Menachem Begin had followed the argument without intervening, anxious to let every opinion enter into the debate. Now, softly, he spoke to his Defense Minister. “Does this nation have any military option to stop Qaddafi other than an all-out preemptive nuclear attack on Libya?”
The burly former fighter pilot who was the architect of Israel’s Air Force slowly, despairingly almost, moved his head from side to side. “I can see none. We have no resources to mount and sustain an attack across hundreds of miles of open water.”
Begin glanced at his hands, folded on the table before him. “I have lived through one holocaust. I cannot live under the threat of another. I believe we have no choice. I pray God the bomb in New York doesn’t explode.”
“Good God!” General Avidar gasped. “We won’t have a friend left in the world.”

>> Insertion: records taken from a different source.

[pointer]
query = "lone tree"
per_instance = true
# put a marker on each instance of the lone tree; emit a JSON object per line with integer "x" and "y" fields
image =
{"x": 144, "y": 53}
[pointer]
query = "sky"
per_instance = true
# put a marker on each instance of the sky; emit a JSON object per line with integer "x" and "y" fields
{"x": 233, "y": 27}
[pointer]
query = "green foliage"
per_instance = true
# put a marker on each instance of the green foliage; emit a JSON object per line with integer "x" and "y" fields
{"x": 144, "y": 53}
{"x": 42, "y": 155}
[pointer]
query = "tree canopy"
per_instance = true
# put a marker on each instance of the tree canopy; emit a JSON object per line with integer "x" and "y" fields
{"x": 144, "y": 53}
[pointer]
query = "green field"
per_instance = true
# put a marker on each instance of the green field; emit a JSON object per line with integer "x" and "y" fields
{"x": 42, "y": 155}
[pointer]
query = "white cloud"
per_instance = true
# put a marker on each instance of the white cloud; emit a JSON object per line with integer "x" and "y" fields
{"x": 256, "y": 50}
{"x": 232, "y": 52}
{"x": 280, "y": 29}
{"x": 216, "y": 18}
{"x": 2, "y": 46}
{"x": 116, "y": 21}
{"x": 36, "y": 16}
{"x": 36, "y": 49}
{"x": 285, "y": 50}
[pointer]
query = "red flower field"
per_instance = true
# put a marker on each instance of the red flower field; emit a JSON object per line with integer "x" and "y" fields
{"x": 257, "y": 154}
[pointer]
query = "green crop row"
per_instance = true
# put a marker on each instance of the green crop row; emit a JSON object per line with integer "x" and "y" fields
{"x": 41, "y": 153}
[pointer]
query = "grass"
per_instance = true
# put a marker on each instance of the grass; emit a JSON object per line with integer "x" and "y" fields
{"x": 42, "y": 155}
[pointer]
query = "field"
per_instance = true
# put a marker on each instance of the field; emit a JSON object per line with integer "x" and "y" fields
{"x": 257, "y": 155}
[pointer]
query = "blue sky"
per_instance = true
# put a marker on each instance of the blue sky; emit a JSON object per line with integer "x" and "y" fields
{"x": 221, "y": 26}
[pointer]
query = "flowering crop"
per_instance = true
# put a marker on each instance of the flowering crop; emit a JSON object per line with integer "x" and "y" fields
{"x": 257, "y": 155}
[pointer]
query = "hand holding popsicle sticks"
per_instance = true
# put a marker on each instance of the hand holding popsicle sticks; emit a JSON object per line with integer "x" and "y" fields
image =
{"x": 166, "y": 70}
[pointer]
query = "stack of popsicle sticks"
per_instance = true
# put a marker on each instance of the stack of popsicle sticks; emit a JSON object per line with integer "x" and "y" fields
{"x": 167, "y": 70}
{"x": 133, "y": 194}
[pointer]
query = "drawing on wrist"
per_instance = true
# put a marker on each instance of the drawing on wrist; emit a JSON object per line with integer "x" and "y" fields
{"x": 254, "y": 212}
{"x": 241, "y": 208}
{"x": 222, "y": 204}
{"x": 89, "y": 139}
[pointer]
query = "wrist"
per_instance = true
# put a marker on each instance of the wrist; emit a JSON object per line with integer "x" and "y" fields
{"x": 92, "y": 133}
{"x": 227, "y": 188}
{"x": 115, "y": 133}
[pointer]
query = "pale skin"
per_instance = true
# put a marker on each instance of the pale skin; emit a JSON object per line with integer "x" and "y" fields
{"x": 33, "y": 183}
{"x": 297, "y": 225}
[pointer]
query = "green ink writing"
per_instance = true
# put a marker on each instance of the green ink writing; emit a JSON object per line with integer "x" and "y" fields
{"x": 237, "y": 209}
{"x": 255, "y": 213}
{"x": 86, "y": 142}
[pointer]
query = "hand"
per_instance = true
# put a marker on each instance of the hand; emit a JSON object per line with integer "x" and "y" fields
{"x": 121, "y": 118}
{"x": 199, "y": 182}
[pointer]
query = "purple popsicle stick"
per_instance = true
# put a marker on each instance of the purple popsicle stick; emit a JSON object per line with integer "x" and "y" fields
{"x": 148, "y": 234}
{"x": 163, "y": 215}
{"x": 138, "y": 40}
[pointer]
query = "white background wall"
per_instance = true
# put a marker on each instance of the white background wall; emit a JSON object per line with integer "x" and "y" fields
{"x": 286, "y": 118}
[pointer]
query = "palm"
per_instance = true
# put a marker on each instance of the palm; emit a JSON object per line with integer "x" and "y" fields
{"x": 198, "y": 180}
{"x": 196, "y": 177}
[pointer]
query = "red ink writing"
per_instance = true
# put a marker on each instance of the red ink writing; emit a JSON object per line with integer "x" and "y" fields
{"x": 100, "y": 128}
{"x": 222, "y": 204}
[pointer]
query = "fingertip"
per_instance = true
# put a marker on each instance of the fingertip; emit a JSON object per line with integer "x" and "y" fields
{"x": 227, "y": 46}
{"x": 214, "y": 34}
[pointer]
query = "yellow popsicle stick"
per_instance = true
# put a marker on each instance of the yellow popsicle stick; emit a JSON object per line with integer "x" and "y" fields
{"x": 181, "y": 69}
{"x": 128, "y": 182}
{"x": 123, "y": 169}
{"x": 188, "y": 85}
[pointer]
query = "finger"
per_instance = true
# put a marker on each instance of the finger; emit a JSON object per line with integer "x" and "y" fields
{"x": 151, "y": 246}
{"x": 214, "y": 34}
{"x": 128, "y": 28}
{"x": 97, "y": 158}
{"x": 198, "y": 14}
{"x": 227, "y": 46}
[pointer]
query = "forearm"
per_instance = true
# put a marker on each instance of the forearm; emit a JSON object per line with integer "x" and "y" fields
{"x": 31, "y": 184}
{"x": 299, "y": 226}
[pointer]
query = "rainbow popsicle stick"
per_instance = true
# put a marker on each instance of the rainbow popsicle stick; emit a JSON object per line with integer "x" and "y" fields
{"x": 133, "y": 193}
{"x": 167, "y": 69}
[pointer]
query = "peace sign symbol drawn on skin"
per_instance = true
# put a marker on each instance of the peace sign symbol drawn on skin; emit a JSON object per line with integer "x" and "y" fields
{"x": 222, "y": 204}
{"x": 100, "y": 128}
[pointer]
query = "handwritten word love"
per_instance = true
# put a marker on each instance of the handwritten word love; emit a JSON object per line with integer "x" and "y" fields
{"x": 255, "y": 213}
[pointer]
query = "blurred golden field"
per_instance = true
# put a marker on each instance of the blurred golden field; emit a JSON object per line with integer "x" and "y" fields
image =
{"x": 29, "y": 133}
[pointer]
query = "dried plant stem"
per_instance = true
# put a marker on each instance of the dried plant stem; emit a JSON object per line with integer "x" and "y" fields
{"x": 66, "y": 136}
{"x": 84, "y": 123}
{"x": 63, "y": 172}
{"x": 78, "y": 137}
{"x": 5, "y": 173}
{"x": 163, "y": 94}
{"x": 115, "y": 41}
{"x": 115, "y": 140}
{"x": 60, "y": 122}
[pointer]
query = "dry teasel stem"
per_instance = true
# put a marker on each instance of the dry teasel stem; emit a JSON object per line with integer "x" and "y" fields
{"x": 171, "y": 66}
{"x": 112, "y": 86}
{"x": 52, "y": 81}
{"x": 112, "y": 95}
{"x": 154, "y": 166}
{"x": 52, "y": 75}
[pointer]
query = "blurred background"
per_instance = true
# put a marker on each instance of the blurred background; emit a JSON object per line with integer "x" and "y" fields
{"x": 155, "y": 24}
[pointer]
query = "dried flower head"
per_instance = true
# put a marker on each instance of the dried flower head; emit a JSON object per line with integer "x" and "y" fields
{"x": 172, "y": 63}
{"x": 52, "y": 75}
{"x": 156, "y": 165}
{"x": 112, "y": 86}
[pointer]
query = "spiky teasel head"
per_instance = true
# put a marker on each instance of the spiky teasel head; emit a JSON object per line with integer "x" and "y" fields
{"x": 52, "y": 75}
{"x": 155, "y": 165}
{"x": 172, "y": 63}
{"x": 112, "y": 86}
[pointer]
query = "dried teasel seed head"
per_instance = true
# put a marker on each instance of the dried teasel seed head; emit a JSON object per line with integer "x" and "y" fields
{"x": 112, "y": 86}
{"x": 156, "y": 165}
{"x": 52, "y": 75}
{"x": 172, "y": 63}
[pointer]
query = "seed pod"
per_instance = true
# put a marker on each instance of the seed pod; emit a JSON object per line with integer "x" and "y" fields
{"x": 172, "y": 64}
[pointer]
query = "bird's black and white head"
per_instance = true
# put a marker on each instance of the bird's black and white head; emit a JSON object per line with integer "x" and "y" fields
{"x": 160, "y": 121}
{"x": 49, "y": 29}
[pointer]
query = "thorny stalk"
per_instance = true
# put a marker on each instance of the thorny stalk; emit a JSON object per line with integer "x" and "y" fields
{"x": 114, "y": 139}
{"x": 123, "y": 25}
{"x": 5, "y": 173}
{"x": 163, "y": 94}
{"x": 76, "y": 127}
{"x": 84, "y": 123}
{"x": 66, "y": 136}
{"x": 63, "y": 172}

Begin’s face was set in a tragic, melancholy mask. “We have no friends now.
We never have. From Pharaoh to Hitler we have been a people condemned by God and history to dwell alone.”
He called for a vote. Scanning the raised hands, he remembered the May afternoon in 1948 when the leaders of the Jewish people had decided to proclaim their state — by just one vote. That was the margin before himone vote. He turned to General Dorit. “Destroy Libya,” he ordered.